Esta é a história do tarot. Qualquer semelhança com a realidade não é pura coincidência.

 A vida tem mistérios e planos de contingência preparados para rasgar os planos do herói e com eles o abraçar. 
Nem sempre generosamente, porém cumprindo ciclos, mostrando outros caminhos, pedindo ao herói que reconheça a vida e nela seja equilibrista, como uma cana de bamboo, usando os dons do herói, cantando a canção de Aldir Blanc “ a esperança é equilibrista, sabe que o show de todo o artista tem de continuar”. 

Nascemos com o Mago nas mãos. Todos os dons e capacidades infinitas por detrás do que vemos. Aprendemos de Dentro para o Mundo até conseguirmos chão Firme, fazendo Escolhas em permanência, dominando ou perdendo as Rédeas da condução, buscando Equilíbrio.

 Fazendo um percurso como Eremitas quando a idade avança, buscando a Luz de dentro, depois de Percorrer um caminho no Mundo, em busca de amigos, aliados, seguidores, procurando influenciar, por vezes invadindo e colonizando terras e gente que não nos pertencem sendo essas terras e gentes nós mesmos.

A minha jornada como a de tantos heróis tem sido um conjunto de planos de contingência feitos pela vida, sentados na Roda do Destino, para se confrontarem com os meus planos criativos. 
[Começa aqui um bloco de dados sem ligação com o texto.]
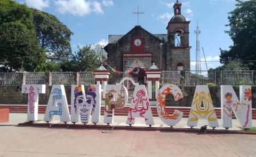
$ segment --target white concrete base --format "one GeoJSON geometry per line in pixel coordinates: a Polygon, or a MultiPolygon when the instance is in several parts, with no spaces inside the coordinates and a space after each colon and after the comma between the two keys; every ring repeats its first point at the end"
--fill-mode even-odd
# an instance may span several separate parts
{"type": "Polygon", "coordinates": [[[150,106],[156,106],[157,102],[156,101],[149,101],[149,105],[150,106]]]}

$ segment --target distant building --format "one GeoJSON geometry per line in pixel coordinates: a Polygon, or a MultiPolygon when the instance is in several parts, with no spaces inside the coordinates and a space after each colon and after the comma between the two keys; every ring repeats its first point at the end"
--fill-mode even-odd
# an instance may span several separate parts
{"type": "Polygon", "coordinates": [[[181,5],[179,1],[174,4],[167,34],[151,34],[137,25],[125,35],[109,35],[109,43],[104,48],[108,63],[120,71],[140,69],[137,77],[142,84],[146,80],[143,69],[153,63],[163,71],[189,71],[190,21],[181,14],[181,5]]]}

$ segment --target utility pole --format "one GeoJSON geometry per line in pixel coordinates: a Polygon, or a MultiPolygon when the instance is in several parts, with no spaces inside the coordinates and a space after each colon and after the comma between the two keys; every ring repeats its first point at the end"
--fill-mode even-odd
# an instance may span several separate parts
{"type": "Polygon", "coordinates": [[[195,33],[196,34],[196,71],[198,74],[201,74],[201,58],[200,56],[200,41],[199,39],[199,34],[201,31],[199,29],[198,21],[197,21],[197,27],[195,33]]]}

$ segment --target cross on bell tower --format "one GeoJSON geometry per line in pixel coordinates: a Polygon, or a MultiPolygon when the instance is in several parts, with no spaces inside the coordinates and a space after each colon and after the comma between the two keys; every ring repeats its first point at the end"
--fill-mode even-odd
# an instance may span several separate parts
{"type": "Polygon", "coordinates": [[[139,7],[138,7],[138,11],[136,13],[132,13],[133,14],[137,14],[137,25],[139,25],[139,16],[140,15],[140,14],[144,14],[144,13],[142,13],[142,12],[139,12],[139,7]]]}

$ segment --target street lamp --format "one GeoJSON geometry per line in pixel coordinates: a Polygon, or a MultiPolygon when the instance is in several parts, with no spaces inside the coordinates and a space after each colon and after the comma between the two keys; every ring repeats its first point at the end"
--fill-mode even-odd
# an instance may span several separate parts
{"type": "Polygon", "coordinates": [[[160,69],[162,70],[162,52],[163,52],[163,50],[162,50],[162,47],[163,47],[163,43],[160,43],[159,44],[159,46],[160,46],[160,50],[161,50],[161,53],[160,53],[160,69]]]}

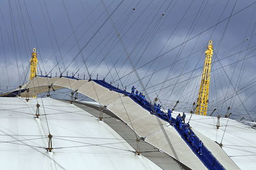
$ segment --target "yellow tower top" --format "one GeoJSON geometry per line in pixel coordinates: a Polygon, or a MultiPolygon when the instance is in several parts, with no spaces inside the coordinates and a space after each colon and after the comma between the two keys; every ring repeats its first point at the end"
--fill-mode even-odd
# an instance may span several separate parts
{"type": "Polygon", "coordinates": [[[209,41],[207,50],[205,51],[205,59],[195,111],[196,114],[207,115],[212,53],[212,41],[210,40],[209,41]]]}
{"type": "Polygon", "coordinates": [[[30,76],[29,80],[36,76],[37,58],[36,49],[33,49],[32,57],[30,59],[30,76]]]}

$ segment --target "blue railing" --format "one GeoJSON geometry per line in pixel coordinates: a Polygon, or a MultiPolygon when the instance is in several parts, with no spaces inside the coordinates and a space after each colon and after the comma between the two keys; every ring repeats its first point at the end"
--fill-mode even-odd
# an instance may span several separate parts
{"type": "MultiPolygon", "coordinates": [[[[110,90],[113,90],[118,92],[120,93],[127,95],[129,97],[132,99],[133,101],[136,102],[138,104],[139,104],[140,106],[141,106],[147,111],[149,111],[151,114],[154,114],[155,116],[162,119],[163,120],[170,123],[170,120],[167,116],[167,114],[163,111],[161,111],[161,113],[159,114],[156,114],[156,112],[154,111],[154,107],[150,102],[148,102],[148,101],[144,101],[143,103],[142,99],[140,97],[132,95],[131,93],[117,88],[104,81],[93,80],[93,81],[97,83],[98,84],[100,84],[106,88],[109,89],[110,90]]],[[[208,150],[208,149],[204,144],[202,148],[202,155],[199,154],[197,152],[197,150],[198,149],[198,146],[200,140],[195,134],[194,134],[195,139],[193,144],[192,144],[189,141],[189,138],[188,138],[188,139],[186,138],[185,135],[185,129],[186,128],[189,128],[190,130],[190,132],[193,133],[193,130],[190,128],[190,127],[188,124],[186,123],[182,124],[182,129],[180,130],[178,125],[176,125],[176,120],[173,118],[172,118],[170,124],[172,126],[173,126],[173,127],[180,134],[182,139],[187,143],[187,144],[189,146],[189,148],[194,152],[194,153],[199,158],[199,159],[202,161],[202,162],[203,162],[203,164],[209,169],[214,169],[214,170],[225,169],[223,166],[220,163],[220,162],[214,157],[214,156],[213,156],[211,152],[209,150],[208,150]]]]}

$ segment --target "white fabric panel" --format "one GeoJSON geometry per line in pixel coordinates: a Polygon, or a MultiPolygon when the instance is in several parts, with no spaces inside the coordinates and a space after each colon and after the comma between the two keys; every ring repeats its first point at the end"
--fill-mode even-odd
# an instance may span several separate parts
{"type": "MultiPolygon", "coordinates": [[[[176,116],[179,113],[174,112],[173,114],[176,116]]],[[[186,115],[188,118],[189,118],[191,114],[187,113],[186,115]]],[[[216,158],[225,168],[237,169],[237,167],[236,167],[237,166],[241,169],[253,169],[253,167],[256,166],[256,155],[251,154],[252,152],[256,152],[256,147],[254,144],[256,143],[255,129],[230,119],[222,141],[223,144],[222,149],[218,146],[216,147],[216,144],[208,143],[207,138],[202,136],[202,134],[204,134],[212,142],[217,141],[220,143],[227,120],[227,118],[221,118],[220,127],[217,129],[216,125],[218,118],[216,117],[193,114],[189,125],[192,127],[193,130],[201,134],[203,143],[207,145],[207,148],[214,155],[218,154],[216,158]],[[221,153],[223,151],[225,152],[226,155],[221,153]],[[231,157],[228,157],[229,156],[231,157]],[[230,166],[232,168],[228,168],[230,166]]],[[[200,136],[199,133],[198,135],[200,136]]]]}
{"type": "Polygon", "coordinates": [[[122,97],[123,95],[118,94],[118,93],[113,91],[107,91],[102,95],[99,96],[100,103],[104,105],[108,105],[115,100],[119,99],[120,97],[122,97]]]}
{"type": "Polygon", "coordinates": [[[223,150],[220,150],[220,146],[212,140],[207,137],[195,129],[193,130],[195,134],[201,139],[204,144],[207,148],[212,155],[218,158],[219,162],[226,169],[239,169],[234,162],[227,156],[223,150]]]}
{"type": "Polygon", "coordinates": [[[72,86],[71,84],[74,83],[75,81],[77,81],[77,80],[75,79],[68,79],[64,77],[61,77],[59,78],[55,82],[54,85],[62,86],[66,88],[70,88],[72,89],[72,86]],[[71,88],[70,88],[71,86],[71,88]]]}
{"type": "Polygon", "coordinates": [[[71,84],[71,87],[74,90],[79,89],[83,84],[88,82],[87,80],[79,80],[74,82],[71,84]]]}
{"type": "MultiPolygon", "coordinates": [[[[52,78],[49,79],[49,80],[51,81],[51,79],[52,78]]],[[[87,81],[71,79],[70,81],[70,81],[70,84],[71,82],[72,82],[71,88],[73,90],[79,88],[79,93],[92,98],[100,104],[107,105],[108,109],[127,123],[130,127],[132,127],[132,125],[130,123],[131,120],[135,132],[140,137],[146,137],[146,141],[173,156],[172,151],[170,150],[170,146],[160,129],[156,117],[150,114],[148,111],[145,111],[130,98],[124,97],[122,94],[109,91],[108,89],[93,81],[86,82],[87,81]],[[128,113],[129,118],[124,107],[123,103],[128,113]]],[[[67,78],[61,77],[56,81],[56,84],[59,86],[70,88],[67,78]]],[[[171,126],[166,127],[168,124],[166,122],[163,121],[161,121],[161,122],[165,127],[166,133],[177,153],[180,160],[193,169],[205,169],[206,167],[183,139],[181,139],[176,130],[171,126]]],[[[210,148],[211,148],[210,147],[210,148]]]]}
{"type": "MultiPolygon", "coordinates": [[[[63,87],[58,86],[52,86],[52,88],[54,89],[54,90],[63,88],[63,87]]],[[[51,88],[51,91],[52,91],[52,88],[51,88]]],[[[47,92],[47,91],[48,91],[48,86],[31,88],[29,88],[29,92],[28,93],[28,97],[33,97],[35,95],[37,95],[38,94],[43,93],[47,92]]],[[[25,92],[22,93],[20,95],[20,95],[21,97],[26,97],[27,92],[25,91],[25,92]]]]}
{"type": "MultiPolygon", "coordinates": [[[[156,132],[161,130],[159,125],[157,123],[157,118],[152,114],[139,118],[132,122],[134,130],[140,134],[140,136],[147,137],[156,132]],[[145,128],[147,127],[147,128],[145,128]]],[[[131,126],[131,123],[128,123],[131,126]]]]}
{"type": "Polygon", "coordinates": [[[127,123],[143,118],[149,112],[135,103],[128,97],[122,97],[108,106],[108,109],[116,114],[127,123]]]}
{"type": "Polygon", "coordinates": [[[102,95],[108,91],[109,91],[109,90],[107,88],[93,82],[93,81],[85,83],[78,89],[78,93],[84,94],[100,104],[101,104],[101,102],[100,99],[99,99],[100,101],[99,101],[99,96],[102,95]]]}
{"type": "Polygon", "coordinates": [[[47,81],[47,78],[43,77],[36,77],[29,81],[26,88],[31,88],[37,86],[41,86],[47,81]]]}
{"type": "MultiPolygon", "coordinates": [[[[45,143],[47,139],[15,141],[41,138],[40,126],[35,116],[24,114],[35,113],[36,100],[42,105],[41,98],[32,98],[26,103],[24,98],[0,98],[1,141],[47,147],[45,143]]],[[[120,135],[89,112],[51,98],[42,100],[53,135],[52,146],[65,148],[54,149],[49,153],[44,148],[1,143],[1,169],[54,169],[51,155],[56,169],[161,169],[143,155],[130,151],[134,150],[120,135]],[[95,144],[99,146],[92,145],[95,144]]],[[[40,113],[44,114],[40,109],[40,113]]],[[[47,135],[45,116],[40,116],[40,122],[47,135]]]]}
{"type": "Polygon", "coordinates": [[[51,78],[47,78],[47,81],[45,82],[45,83],[44,85],[51,85],[52,84],[54,84],[56,81],[58,81],[60,77],[51,77],[51,78]]]}
{"type": "MultiPolygon", "coordinates": [[[[207,169],[200,159],[195,155],[172,126],[164,128],[170,141],[178,156],[179,160],[192,169],[207,169]]],[[[148,137],[146,141],[160,150],[174,157],[162,131],[148,137]]]]}

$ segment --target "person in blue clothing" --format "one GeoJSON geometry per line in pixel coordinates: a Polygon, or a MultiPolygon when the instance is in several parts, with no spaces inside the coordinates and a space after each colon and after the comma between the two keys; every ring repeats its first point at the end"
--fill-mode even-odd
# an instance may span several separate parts
{"type": "Polygon", "coordinates": [[[157,111],[158,111],[158,114],[161,114],[161,107],[162,106],[161,105],[159,105],[159,104],[158,104],[158,109],[157,109],[157,111]]]}
{"type": "Polygon", "coordinates": [[[156,105],[156,103],[154,104],[154,109],[155,109],[154,111],[155,111],[156,112],[157,112],[156,111],[157,111],[157,106],[156,105]]]}
{"type": "Polygon", "coordinates": [[[185,118],[186,118],[186,114],[184,113],[184,112],[183,112],[183,114],[182,114],[182,120],[183,120],[183,123],[184,123],[185,124],[185,118]]]}
{"type": "Polygon", "coordinates": [[[198,143],[198,149],[196,150],[197,153],[200,155],[202,155],[202,147],[203,147],[203,143],[202,141],[200,141],[198,143]]]}
{"type": "Polygon", "coordinates": [[[189,141],[190,143],[192,144],[192,146],[194,146],[195,134],[193,132],[191,132],[191,134],[190,134],[189,141]]]}
{"type": "Polygon", "coordinates": [[[188,140],[188,133],[189,133],[189,129],[188,127],[186,127],[185,130],[184,130],[184,136],[186,139],[188,140]]]}
{"type": "Polygon", "coordinates": [[[179,125],[179,122],[180,121],[180,120],[181,119],[180,118],[180,114],[179,114],[178,116],[176,117],[176,125],[179,125]]]}
{"type": "Polygon", "coordinates": [[[143,104],[143,105],[145,106],[146,105],[146,98],[145,97],[144,95],[142,95],[141,99],[142,99],[142,103],[143,104]]]}
{"type": "Polygon", "coordinates": [[[134,96],[134,91],[135,91],[136,88],[134,86],[132,86],[132,95],[134,96]]]}
{"type": "Polygon", "coordinates": [[[171,122],[172,122],[172,111],[170,109],[168,109],[168,112],[167,112],[167,115],[168,116],[170,123],[171,123],[171,122]]]}
{"type": "Polygon", "coordinates": [[[135,95],[136,97],[139,96],[139,91],[138,90],[136,90],[136,91],[135,92],[135,95]]]}
{"type": "Polygon", "coordinates": [[[182,123],[182,119],[180,118],[180,119],[179,120],[179,128],[180,130],[182,130],[182,125],[183,125],[183,123],[182,123]]]}
{"type": "Polygon", "coordinates": [[[140,94],[139,94],[139,97],[140,97],[140,98],[141,98],[141,97],[142,97],[142,93],[141,92],[140,92],[140,94]]]}

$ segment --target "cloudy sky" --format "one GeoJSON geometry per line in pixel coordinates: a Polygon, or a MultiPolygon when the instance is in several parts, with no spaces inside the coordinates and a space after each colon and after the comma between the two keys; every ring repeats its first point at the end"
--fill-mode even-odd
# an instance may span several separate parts
{"type": "Polygon", "coordinates": [[[212,40],[209,114],[230,106],[234,118],[253,119],[255,9],[249,0],[3,0],[1,91],[28,81],[35,47],[39,75],[98,74],[188,111],[212,40]]]}

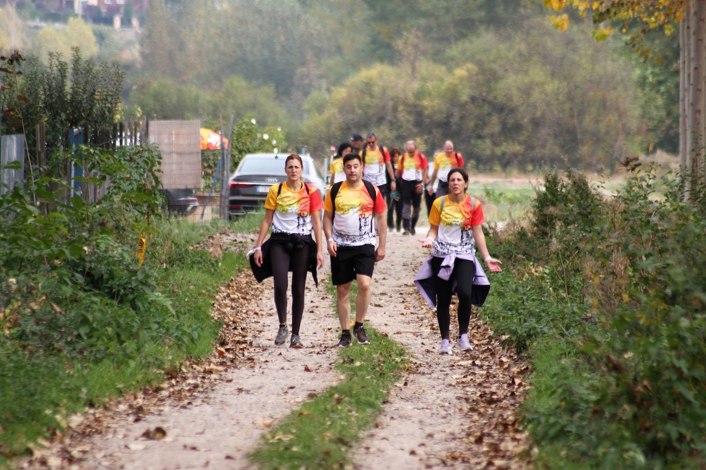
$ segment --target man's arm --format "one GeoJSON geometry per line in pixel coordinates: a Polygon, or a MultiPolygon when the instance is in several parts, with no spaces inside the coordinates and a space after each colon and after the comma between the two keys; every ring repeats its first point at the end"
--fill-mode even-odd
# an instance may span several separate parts
{"type": "Polygon", "coordinates": [[[395,181],[395,172],[393,171],[393,164],[388,161],[385,162],[385,166],[387,168],[388,174],[390,175],[390,190],[394,191],[397,189],[397,183],[395,181]]]}
{"type": "Polygon", "coordinates": [[[333,213],[328,211],[323,211],[323,234],[326,237],[326,247],[328,249],[328,254],[332,256],[336,256],[336,242],[332,238],[333,237],[333,213]]]}
{"type": "Polygon", "coordinates": [[[385,258],[385,243],[388,239],[388,221],[385,211],[375,214],[375,219],[378,225],[378,236],[380,237],[378,249],[375,250],[375,261],[381,261],[385,258]]]}
{"type": "Polygon", "coordinates": [[[429,180],[429,183],[427,187],[427,190],[429,190],[430,194],[433,194],[434,192],[434,180],[436,179],[436,175],[438,173],[438,172],[439,169],[438,168],[434,167],[434,172],[431,173],[431,178],[429,180]]]}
Por contraponto apresento-lhe reviravoltas inesperadas, escolho continuar com as rédeas do carro nas mãos, quando posso, e se não posso, solto a vara do equilibrista e digo: agora descanso, por um momento, que a vida, daqui a pouco continua. 

O show tem de continuar. As histórias têm de continuar a ser escritas.

É que o tal sonho que veio por aí abaixo pela ladeira, vai arranjar maneira de compôr os cacos e voltar a ser cântaro. Ou noutro sonho. Ou perder-se no esquecimento. Ou transformada noutra coisa qualquer.

 Continuando a jornada do herói que somos todos.